On January 16, 2020, the Journal of Pediatric, Maternal & Family Health Chiropractic published the results of a case study documenting the improvement in developmental delay of a baby girl undergoing chiropractic care.
The authors of this study begin by noting that a child is considered developmentally delayed when he or she is not obtaining specific milestones of ability at a predicted rate or age. As of 2008, one in six children was considered to be to some degree developmentally delayed. They note that this number increased dramatically since 1998. They point out that the milestones children are supposed to reach are separated into five separate and distinct categories. They are:
- 4 months: The ability to lift chest up from a belly down position
- 6 months: Child can pull up into sitting position
- 9 months: Ability to roll both ways and sit up
- 12 months: Child can pull himself/herself up to stand and walk with one hand holding on
- 18 months: Getting up into standing position and walking alone
In this case, a 15-month-old girl was brought to the chiropractor by her mother. It was reported that the girl was suffering with hypotonia and developmental delay. According to the study, “Hypotonia is a term used to describe low muscle tone in young children. It presents as excessive spinal range of motion, decreased postural stability as well as an overall diminished quality of movement.”

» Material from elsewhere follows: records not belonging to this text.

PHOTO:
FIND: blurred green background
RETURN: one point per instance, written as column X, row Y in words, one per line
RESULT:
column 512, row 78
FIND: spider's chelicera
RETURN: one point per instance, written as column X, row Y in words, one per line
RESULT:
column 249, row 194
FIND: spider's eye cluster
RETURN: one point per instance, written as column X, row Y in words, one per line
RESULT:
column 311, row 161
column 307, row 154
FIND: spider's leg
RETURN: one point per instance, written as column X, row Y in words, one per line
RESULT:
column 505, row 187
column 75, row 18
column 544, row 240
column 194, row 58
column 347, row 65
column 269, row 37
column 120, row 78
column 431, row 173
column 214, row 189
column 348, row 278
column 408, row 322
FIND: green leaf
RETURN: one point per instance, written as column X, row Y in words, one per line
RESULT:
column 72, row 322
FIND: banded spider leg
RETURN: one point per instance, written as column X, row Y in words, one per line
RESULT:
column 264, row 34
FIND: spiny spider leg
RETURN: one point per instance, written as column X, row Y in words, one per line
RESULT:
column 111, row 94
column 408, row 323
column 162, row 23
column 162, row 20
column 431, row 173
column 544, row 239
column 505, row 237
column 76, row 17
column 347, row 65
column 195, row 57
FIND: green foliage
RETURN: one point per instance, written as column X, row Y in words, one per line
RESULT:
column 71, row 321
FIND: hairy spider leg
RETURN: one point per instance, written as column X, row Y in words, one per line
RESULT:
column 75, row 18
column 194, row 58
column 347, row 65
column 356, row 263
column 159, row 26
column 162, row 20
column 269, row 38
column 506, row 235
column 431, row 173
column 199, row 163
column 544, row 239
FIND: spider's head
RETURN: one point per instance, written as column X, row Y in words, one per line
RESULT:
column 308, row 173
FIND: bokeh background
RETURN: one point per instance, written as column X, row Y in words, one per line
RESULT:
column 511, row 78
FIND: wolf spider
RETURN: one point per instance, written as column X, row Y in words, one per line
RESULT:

The mother stated that her daughter had always been small and had always been one to two months developmentally delayed in achieving the standard milestones. The baby was born by Cesarean section and had a mild torticollis at birth. At six months, the baby girl was unable to sit by herself and strongly disliked lying on her belly.
An age-appropriate chiropractic examination was performed and resulted in the determination that multiple levels of subluxation were present. A course of specific chiropractic adjustment, appropriate to age, were started to address the subluxations.
After six chiropractic adjustments, the girl was able to stand and walk while holding on to some means of support. After 20 visits, the girl was able to repeat some simple words clearly. She was also able to stand and take up to six steps without holding onto anything. After five months of chiropractic care, the girl was walking unassisted with ease and had become more verbal. After seven months of care, the girl’s mother reported that her daughter was able to climb down off a chair and move a foot stool so she could climb up to put her cup on a bench.
The authors of the study explained subluxations by quoting a chiropractic authority group, “Vertebral subluxation is a chiropractic term that has been defined by a collective of chiropractic colleges named the Rubicon group as: ‘a self-perpetuating, central segmental motor control problem that involves a joint, such as a vertebral motion segment, that is not moving appropriately, resulting in ongoing maladaptive neural plastic changes that interfere with the central nervous system’s ability to self-regulate, self-organize, adapt, repair and heal’.”
In the conclusion of this study the authors wrote, “Improved outcomes in this 15-month-old could be associated with improvement in sensorimotor integration following the correction of vertebral subluxation during chiropractic care.”